By this point, you’ll have less anxiety about AI becoming a wild west at your org – because you’ve already spelled out the role it should play, and you will have taken a first pass at clarifying all the expectations surrounding it.

The AI Planning Work

The final step for getting started with AI is laying out the roadmap for how to get there. And guess what? You have more options here than you might think.

An “experimentation” roadmap

Typically when we talk tech implementations, we’re talking about a significant investment of time & resources into new tools or strategy. This often takes weeks or months of discovery, careful consideration, and a hard sell to your finance team to get that contract amount sign-off.

This approach can work for orgs who seek to use AI in a systematic and structured way. It certainly helps protect against speed-driven project mistakes that can create waste and erode trust.

But it’s also true that AI is “expensive” in a way that’s hard to quantify right now. While some of the largest providers do offer nonprofit tiers — like Claude for Nonprofits — orgs still need to be prepared for those license costs. (That is, if your impact org even qualifies as a nonprofit).

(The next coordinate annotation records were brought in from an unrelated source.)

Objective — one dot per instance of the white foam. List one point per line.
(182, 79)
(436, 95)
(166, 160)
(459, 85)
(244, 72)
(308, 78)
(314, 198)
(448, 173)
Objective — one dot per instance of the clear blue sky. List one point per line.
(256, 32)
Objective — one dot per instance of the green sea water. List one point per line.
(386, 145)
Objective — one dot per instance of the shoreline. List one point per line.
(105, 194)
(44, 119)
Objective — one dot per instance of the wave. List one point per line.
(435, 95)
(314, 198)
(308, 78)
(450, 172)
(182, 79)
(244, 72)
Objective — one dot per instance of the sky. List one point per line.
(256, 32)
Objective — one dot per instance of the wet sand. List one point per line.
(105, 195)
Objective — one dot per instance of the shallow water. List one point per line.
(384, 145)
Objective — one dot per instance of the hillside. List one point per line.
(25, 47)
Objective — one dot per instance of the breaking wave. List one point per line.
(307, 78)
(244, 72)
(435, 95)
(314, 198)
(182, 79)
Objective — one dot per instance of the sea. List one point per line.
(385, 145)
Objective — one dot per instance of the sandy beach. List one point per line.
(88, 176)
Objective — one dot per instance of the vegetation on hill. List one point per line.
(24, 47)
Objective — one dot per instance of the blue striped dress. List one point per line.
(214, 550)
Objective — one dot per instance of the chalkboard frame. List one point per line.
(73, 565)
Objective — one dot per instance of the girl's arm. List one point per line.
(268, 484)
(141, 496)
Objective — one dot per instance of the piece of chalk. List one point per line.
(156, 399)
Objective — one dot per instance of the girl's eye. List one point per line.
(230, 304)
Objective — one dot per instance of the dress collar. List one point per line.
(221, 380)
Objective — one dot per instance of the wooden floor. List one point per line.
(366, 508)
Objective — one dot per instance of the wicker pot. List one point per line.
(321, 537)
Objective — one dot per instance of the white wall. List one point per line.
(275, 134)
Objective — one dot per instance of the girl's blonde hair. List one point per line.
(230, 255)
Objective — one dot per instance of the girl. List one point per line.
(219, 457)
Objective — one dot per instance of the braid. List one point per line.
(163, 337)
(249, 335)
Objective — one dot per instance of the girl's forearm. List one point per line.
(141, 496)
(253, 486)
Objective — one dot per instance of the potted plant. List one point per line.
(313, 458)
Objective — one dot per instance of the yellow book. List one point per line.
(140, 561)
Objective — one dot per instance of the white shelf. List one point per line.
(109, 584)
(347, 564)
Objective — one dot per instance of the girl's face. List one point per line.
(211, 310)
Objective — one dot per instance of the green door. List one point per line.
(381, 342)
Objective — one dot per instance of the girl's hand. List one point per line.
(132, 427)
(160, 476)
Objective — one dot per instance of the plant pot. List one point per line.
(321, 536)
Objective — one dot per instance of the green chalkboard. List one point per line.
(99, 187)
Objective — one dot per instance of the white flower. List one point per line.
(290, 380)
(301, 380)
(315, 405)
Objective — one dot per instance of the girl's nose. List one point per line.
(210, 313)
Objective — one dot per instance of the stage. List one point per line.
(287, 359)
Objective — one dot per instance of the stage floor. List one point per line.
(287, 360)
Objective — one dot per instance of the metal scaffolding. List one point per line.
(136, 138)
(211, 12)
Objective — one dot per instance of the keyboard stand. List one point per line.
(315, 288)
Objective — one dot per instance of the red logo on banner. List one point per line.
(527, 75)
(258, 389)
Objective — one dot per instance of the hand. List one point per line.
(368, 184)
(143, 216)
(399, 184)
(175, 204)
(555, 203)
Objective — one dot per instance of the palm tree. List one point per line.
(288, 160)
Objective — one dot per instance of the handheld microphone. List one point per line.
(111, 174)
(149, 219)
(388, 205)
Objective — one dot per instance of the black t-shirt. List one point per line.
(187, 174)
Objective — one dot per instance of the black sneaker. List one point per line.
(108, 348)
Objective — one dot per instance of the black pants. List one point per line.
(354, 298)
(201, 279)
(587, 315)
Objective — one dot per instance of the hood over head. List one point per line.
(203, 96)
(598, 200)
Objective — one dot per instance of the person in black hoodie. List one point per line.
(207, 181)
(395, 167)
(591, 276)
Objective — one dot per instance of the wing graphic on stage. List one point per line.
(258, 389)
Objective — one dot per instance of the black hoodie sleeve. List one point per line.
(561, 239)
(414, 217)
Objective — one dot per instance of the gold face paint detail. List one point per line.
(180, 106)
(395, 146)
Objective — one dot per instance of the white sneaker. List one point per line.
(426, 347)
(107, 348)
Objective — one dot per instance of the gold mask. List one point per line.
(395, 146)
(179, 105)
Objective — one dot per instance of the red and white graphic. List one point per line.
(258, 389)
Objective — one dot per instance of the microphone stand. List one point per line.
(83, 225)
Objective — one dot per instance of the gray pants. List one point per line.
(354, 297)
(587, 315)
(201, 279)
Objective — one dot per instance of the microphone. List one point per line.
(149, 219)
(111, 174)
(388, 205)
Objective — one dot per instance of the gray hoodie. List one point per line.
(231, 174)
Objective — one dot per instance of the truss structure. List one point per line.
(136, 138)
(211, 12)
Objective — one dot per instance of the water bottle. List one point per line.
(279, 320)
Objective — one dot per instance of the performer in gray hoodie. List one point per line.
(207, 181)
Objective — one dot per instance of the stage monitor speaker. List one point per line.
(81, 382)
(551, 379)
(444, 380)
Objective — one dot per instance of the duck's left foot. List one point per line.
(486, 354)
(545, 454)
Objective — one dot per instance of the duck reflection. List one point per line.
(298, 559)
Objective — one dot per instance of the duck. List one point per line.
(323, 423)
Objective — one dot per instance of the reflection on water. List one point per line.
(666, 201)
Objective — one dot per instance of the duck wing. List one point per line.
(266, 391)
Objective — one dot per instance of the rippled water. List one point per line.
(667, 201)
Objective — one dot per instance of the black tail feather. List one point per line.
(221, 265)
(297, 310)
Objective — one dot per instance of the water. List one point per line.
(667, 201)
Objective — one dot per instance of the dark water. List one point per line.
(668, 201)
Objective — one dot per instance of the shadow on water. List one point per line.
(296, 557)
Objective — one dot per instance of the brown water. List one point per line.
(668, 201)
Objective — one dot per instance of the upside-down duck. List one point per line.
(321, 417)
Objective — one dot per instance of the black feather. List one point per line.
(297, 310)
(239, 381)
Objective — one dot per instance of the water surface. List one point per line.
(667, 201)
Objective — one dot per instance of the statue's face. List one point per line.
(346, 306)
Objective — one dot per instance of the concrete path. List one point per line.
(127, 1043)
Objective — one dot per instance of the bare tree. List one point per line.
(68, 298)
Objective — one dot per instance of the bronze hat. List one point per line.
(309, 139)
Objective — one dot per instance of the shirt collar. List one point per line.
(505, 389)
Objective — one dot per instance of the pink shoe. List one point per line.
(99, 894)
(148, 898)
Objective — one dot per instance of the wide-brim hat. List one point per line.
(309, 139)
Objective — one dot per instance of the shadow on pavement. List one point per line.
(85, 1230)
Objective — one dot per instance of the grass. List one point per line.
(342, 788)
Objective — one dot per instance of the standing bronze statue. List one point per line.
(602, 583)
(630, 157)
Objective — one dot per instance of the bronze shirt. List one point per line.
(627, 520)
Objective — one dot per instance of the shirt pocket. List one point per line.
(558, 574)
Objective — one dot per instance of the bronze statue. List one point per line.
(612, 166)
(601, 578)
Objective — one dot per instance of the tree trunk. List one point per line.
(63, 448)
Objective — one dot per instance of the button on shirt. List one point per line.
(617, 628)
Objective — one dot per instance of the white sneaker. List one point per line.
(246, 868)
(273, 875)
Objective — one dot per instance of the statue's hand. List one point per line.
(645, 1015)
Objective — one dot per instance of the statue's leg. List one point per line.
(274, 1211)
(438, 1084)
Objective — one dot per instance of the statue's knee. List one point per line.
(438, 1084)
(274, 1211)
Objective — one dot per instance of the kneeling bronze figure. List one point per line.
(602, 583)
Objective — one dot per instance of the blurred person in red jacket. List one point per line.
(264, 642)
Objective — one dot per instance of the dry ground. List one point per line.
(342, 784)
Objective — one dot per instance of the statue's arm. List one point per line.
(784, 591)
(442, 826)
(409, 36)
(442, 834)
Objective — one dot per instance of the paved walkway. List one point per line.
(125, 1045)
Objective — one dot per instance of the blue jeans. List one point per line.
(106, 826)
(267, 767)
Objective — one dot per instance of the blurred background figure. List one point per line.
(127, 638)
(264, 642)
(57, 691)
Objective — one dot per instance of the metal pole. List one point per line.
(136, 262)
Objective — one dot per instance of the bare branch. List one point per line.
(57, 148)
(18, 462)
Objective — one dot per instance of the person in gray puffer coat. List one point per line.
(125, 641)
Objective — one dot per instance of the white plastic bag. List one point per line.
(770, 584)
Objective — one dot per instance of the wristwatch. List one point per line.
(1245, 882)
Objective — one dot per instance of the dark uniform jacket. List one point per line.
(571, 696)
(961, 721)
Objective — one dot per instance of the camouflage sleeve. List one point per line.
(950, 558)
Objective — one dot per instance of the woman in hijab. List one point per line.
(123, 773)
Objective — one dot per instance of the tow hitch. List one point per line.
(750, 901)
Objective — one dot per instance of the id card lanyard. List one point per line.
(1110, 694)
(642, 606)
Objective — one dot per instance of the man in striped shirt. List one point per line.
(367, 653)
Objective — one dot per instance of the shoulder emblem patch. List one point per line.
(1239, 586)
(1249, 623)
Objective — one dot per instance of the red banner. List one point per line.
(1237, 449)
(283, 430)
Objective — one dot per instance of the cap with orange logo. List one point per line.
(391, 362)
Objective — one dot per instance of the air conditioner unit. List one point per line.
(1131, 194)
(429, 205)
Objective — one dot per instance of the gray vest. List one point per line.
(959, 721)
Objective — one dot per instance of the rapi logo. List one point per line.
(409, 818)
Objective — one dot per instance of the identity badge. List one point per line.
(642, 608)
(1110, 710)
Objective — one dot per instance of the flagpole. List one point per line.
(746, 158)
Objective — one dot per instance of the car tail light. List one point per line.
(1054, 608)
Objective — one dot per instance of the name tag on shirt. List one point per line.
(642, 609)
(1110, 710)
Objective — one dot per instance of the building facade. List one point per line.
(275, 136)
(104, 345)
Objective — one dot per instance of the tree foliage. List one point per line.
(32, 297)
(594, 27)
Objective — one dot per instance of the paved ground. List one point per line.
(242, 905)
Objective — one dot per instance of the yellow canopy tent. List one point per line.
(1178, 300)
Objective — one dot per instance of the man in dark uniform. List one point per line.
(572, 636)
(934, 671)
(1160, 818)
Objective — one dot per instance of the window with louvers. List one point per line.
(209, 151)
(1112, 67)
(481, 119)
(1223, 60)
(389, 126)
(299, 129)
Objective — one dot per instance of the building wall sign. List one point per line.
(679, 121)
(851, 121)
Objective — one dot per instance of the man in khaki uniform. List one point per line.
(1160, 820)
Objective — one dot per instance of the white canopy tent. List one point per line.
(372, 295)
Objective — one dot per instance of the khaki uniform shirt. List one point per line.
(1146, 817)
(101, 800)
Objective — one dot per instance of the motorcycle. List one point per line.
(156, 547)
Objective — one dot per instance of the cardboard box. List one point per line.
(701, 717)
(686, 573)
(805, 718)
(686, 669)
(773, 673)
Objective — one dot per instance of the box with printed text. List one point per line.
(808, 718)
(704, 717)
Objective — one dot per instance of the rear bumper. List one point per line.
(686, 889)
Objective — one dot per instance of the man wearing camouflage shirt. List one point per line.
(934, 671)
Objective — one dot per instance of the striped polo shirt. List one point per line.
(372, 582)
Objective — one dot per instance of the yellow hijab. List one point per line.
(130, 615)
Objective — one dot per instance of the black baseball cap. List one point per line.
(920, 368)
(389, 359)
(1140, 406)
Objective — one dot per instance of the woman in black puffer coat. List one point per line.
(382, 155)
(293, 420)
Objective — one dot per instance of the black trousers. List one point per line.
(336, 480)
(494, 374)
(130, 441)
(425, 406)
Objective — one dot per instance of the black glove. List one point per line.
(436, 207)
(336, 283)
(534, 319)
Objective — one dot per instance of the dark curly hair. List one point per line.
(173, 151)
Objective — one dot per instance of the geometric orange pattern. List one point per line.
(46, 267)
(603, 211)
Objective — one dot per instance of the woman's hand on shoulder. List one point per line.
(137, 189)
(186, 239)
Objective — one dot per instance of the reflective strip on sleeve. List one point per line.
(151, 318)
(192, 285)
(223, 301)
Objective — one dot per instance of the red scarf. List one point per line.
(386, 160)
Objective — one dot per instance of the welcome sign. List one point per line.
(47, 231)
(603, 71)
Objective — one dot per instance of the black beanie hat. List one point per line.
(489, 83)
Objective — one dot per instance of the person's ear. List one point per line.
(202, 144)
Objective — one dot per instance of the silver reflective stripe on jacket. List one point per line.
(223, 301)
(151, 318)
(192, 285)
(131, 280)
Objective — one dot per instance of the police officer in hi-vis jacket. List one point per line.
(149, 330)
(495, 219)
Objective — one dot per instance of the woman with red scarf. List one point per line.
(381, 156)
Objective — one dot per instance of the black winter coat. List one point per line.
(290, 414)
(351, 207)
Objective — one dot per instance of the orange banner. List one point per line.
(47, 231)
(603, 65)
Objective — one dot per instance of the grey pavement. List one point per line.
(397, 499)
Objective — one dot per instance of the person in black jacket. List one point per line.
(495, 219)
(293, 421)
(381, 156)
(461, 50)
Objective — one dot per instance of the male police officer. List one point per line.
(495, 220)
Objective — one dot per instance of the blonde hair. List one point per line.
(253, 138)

Then, once you’re in, there’s the question of how far your team’s tokens will actually stretch. (The more complex the task is for an AI tool, the more “tokens” get consumed. Your licenses only include a set amount of tokens.) Workflows that use up tokens quickly can easily put your team in an awkward spot and jeopardize the actual work.

So if your org isn’t prepared to take that traditional tech approach I mentioned above, that’s understandable. You may be better off taking more of a lite experimental approach, where you:

  • Make easy use of AI tools that are already available to your team. For example, Google’s Gemini models perform well enough and come already baked into your team’s Google Workspace suite.

  • Make use of new AI tools, without inputting personal data, sensitive data, or intellectual property. There are plenty of generative AI applications that are not reliant on sensitive info – like online research, or certain types of data aggregation. Identifying those opportunities with your team can help them individually make good use of AI, while building more of the case for going all in.

  • Establish a culture of feedback and learning around your team’s AI use. Give space for your team to share the ways that they’ve found AI helpful for their workflows, or where they have questions about how to safely introduce it.

Ultimately, remember that your best friend here is the actual plan. Decide which approach to take, document, and timeline out your milestones and desired progress as if it were any other tech rollout.

To Wrap This Up

An AI plan isn’t likely to assuage everyone’s hangups about this revolutionary technology. But a plan sourced with intentional prep work and a guiding policy framework should help relieve some of the stress.